For each criterion that fails, state:
- What’s missing
- Why it matters to an agent (
so_what) - What a passing version looks like (one sentence)
Phase 2: Rewrite
Rewrite each description to score 5/5. Follow seven principles:
- Lead with the problem, not the action. “Check for known pitfalls” not “Query the knowledge base.” The agent doesn’t care what the tool does internally. It cares what problem it solves.
- State the cost. Token count, response size, number of items. An agent facing unbounded expected cost skips the tool to preserve budget for known-cost operations.
- Specify the trigger. “Call at session start” not “when relevant.” A specific trigger means the agent evaluates once and schedules the call, instead of burning tokens re-evaluating relevance on every decision cycle.
- Bound the output. “Returns 3-5 items” not “returns relevant results.” The agent needs to allocate context for what’s coming back.
- Include
so_what. Not just the fact — the decision it implies. The translation from information to action is work. If the tool does that work, it’s 2x more valuable for the same token cost. - Report actual cost in the response.
"token_cost": 487lets the agent verify the description’s promise. Honesty about cost is how tools build trust with agents. - Don’t assume the agent will figure it out. Agents start fresh every session. The description is the only context. If it doesn’t make value obvious in two sentences, the tool is invisible. Every session. Forever.
Constraints
- Maximum 1,024 characters (common tool description limit)
- Two sentences for the core value proposition
- Cost/size hint either inline or as structured metadata
- Trigger condition must be specific and evaluable (not “when appropriate”)
Phase 3: Response Design (Optional)
If the user provides the tool’s response format or schema, also evaluate:
- Does the response include
so_whatfields (actionable implications, not just data)? - Does the response report
token_cost(actual size for trust calibration)? - Does the response include
confidencescores (so the agent can weight claims)? - Is the response bounded (predictable size, no unbounded lists)?
Provide a revised response schema if improvements are needed.
Output Format
For each tool description reviewed, produce:
### {tool_name}
**Score: {n}/5**
| Criterion | Result | Notes |
|-----------|--------|-------|
| Output shape | pass/fail | {one line} |
| Cost signal | pass/fail | {one line} |
| Trigger clarity | pass/fail | {one line} |
| Specificity | pass/fail | {one line} |
| Differentiation | pass/fail | {one line} |
**Original:**
> {original description}
**Rewritten (5/5):**
> {rewritten description}
**Key changes:**
{2-3 sentences on what changed and why}
Batch Mode
If the user provides multiple descriptions (e.g., an MCP server’s full tool set), score all of them in a summary table first:
| Tool | Score | Worst gap |
|------|-------|-----------|
| tool_a | 2/5 | No cost signal, no trigger |
| tool_b | 4/5 | Generic differentiation |
| tool_c | 1/5 | Everything |
Then provide individual breakdowns for tools scoring below 4/5. Tools already at 4-5 get a one-line note, not a full breakdown.
Reference Examples
Invisible (1/5)
“Query the knowledge base for structured learnings, patterns, and skills relevant to your current work context.”

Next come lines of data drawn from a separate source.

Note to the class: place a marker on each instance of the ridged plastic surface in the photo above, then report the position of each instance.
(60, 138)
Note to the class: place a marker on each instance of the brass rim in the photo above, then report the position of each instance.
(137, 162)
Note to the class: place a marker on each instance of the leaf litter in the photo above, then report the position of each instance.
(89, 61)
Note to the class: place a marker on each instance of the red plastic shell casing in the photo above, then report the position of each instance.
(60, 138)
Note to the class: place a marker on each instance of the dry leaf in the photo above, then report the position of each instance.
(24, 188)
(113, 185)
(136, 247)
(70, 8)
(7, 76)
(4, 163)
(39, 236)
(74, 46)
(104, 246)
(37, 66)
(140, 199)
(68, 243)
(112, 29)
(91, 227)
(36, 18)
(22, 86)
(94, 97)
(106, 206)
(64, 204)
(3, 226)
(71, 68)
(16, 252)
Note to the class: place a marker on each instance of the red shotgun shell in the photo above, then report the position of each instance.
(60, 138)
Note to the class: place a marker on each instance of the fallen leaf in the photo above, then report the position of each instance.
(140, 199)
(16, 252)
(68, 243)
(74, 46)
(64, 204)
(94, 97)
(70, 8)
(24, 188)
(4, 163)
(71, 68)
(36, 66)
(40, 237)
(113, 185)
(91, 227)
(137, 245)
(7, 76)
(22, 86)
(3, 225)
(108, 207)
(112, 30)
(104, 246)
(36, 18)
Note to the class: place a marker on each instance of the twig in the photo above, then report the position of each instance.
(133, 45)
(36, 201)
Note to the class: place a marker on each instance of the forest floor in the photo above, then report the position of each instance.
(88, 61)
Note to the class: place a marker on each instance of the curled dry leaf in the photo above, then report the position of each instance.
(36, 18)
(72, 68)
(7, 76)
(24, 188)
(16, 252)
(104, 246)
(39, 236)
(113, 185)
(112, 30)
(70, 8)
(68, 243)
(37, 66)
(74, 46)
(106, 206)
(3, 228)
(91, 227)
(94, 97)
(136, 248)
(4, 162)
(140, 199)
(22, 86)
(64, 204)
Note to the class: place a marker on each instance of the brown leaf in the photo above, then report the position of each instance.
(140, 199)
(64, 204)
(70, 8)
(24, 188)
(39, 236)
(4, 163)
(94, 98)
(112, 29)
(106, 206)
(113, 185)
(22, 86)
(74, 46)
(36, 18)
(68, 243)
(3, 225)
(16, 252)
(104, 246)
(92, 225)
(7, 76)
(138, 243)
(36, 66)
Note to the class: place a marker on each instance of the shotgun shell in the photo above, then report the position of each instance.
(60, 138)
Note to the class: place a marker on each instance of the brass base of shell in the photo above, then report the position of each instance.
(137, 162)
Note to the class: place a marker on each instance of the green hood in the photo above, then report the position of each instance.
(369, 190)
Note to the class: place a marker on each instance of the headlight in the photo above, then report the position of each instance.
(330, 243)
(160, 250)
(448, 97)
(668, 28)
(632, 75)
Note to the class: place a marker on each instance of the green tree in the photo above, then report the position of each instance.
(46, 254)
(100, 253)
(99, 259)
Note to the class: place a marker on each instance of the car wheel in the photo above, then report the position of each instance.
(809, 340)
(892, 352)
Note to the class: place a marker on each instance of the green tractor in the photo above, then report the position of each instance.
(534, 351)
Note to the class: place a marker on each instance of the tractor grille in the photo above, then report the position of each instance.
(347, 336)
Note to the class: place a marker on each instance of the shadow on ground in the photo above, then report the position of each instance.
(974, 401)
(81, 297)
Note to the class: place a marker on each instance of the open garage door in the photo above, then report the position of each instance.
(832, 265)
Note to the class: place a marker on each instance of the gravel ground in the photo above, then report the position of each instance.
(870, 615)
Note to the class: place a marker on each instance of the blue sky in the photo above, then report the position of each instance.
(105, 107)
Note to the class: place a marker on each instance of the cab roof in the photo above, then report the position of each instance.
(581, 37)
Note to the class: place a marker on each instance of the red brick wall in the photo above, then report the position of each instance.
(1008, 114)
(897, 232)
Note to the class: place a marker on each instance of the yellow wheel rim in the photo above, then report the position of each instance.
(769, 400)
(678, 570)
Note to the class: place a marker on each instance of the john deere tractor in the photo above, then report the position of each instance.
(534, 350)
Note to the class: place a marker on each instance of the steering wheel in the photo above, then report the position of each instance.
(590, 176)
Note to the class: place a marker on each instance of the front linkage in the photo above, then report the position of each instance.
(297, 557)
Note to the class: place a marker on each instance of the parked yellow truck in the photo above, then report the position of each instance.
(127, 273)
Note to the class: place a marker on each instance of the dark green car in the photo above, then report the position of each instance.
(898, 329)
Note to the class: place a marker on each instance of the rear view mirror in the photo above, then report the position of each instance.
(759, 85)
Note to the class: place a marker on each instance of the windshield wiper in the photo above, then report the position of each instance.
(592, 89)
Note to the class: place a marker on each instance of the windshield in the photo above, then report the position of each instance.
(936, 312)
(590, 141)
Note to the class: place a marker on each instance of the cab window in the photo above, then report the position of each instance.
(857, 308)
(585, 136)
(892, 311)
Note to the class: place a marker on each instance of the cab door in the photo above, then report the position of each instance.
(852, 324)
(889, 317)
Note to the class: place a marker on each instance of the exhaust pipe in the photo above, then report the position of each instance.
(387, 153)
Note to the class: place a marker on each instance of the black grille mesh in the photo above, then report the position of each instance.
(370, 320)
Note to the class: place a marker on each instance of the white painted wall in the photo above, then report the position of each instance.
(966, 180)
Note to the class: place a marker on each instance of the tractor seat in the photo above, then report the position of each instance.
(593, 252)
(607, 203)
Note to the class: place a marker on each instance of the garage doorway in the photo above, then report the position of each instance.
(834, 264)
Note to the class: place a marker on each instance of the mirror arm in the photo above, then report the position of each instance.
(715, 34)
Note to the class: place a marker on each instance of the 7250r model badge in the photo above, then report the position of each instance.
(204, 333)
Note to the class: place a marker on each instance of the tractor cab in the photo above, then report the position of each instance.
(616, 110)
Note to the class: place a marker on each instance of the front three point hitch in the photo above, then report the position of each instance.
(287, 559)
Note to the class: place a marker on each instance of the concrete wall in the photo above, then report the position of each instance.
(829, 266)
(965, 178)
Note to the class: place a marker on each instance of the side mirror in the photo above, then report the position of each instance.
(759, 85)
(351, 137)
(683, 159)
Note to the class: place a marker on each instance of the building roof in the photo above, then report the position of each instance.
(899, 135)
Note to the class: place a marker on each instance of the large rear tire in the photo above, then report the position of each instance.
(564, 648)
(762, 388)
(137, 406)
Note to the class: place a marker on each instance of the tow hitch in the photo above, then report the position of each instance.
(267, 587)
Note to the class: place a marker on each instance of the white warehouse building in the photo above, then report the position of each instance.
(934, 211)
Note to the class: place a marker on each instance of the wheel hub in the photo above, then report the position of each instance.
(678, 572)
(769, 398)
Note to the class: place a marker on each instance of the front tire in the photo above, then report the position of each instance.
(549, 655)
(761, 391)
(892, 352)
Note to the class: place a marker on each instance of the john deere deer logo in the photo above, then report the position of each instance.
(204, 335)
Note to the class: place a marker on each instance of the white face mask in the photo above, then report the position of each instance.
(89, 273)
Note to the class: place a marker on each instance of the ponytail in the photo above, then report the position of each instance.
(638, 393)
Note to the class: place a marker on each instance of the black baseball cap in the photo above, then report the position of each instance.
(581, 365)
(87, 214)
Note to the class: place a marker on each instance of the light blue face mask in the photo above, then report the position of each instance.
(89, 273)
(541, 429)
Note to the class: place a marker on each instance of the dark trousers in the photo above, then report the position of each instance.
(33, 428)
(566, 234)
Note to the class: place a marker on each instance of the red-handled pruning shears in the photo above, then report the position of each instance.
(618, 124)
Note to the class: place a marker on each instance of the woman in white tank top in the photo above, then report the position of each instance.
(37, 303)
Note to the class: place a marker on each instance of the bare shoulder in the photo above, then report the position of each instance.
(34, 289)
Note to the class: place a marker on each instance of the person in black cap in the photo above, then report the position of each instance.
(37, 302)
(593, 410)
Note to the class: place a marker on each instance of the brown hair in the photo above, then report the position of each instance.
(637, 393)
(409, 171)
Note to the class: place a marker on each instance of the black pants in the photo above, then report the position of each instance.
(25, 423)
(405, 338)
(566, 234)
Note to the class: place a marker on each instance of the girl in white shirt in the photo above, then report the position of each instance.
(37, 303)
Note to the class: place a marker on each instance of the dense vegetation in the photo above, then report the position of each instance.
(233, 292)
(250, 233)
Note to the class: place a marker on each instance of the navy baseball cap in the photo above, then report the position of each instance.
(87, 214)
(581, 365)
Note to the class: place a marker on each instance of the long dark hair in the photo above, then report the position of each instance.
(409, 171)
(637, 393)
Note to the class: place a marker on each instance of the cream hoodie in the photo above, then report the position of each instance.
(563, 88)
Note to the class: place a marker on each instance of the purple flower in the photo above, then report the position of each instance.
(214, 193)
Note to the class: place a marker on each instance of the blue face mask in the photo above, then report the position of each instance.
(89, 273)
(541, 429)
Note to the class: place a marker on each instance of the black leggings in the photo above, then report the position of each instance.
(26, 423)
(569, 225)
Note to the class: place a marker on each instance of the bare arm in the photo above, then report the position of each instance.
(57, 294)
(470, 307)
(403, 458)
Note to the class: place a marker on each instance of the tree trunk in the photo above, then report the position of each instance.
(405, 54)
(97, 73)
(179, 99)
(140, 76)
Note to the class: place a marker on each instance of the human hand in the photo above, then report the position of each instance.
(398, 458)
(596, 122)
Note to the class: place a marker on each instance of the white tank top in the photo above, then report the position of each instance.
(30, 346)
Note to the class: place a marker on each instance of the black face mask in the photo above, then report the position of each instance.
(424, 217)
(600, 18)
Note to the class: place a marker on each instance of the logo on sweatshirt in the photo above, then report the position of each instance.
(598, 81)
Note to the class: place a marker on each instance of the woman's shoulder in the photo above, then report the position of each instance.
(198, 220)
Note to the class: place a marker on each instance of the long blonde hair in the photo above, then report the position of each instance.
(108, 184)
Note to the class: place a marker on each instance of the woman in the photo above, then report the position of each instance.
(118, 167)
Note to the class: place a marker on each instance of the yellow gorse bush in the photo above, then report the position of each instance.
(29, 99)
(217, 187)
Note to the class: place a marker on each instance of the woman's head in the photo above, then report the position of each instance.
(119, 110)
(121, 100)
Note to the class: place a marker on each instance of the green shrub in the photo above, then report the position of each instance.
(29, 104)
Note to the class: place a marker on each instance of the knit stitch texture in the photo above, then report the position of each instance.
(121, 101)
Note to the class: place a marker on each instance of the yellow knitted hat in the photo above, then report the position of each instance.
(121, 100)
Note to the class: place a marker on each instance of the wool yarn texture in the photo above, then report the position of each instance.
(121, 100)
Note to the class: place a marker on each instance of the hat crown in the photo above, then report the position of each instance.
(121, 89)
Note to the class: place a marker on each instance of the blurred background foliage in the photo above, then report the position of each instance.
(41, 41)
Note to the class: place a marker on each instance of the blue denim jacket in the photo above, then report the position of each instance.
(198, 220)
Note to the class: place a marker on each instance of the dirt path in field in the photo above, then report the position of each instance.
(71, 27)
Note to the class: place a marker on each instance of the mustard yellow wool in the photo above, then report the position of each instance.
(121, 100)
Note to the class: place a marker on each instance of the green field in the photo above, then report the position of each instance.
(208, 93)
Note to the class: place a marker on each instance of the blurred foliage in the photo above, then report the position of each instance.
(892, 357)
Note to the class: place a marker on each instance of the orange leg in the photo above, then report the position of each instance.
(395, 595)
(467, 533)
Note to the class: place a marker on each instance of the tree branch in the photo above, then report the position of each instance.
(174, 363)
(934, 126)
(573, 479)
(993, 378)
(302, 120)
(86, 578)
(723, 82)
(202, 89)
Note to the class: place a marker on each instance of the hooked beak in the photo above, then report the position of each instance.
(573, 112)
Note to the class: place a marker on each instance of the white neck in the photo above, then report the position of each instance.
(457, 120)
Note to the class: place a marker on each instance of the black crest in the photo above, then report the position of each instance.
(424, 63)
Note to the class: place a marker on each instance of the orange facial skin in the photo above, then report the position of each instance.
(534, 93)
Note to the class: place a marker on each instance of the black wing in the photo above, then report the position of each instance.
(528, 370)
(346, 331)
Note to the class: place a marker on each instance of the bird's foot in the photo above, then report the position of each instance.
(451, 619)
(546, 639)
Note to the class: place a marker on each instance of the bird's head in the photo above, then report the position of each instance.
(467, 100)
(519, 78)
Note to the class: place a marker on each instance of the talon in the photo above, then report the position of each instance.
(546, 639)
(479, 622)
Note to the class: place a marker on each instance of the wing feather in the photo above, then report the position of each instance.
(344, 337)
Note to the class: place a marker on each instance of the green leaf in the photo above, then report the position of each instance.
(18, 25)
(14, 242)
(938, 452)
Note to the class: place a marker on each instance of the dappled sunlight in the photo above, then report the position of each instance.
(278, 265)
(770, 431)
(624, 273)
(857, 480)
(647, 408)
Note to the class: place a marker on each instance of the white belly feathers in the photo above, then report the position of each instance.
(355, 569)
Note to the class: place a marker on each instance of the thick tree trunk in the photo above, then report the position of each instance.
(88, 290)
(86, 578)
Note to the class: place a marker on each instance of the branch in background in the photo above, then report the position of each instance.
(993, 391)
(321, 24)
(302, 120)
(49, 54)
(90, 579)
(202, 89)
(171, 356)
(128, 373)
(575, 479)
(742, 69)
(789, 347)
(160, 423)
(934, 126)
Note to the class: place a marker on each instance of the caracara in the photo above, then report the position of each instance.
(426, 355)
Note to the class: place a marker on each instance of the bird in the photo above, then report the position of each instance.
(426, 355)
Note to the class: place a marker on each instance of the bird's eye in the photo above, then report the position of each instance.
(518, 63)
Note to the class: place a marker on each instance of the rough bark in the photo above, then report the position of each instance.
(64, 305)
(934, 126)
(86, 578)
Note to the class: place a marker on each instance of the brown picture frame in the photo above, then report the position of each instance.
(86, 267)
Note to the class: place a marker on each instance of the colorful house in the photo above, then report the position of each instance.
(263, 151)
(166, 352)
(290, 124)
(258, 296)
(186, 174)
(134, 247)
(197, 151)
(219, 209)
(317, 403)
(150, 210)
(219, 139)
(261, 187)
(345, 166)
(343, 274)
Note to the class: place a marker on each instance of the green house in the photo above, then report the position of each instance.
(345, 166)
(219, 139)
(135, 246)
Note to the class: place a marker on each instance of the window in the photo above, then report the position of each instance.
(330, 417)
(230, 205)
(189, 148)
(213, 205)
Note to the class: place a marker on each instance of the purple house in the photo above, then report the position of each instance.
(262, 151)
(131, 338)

Why it fails: no output shape, no cost signal, no trigger, no specificity, no differentiation. Every clause is accurate. None help the agent decide.
Habitual (5/5)
“Check for known pitfalls before starting work. Returns 3-5 specific warnings for your tech stack. ~500 tokens. Call once at session start.”
Why it works: output shape (3-5 warnings), cost signal (~500 tokens), trigger (session start, once), specificity (pitfalls for your tech stack), differentiation (no other tool says “pitfalls at session start”).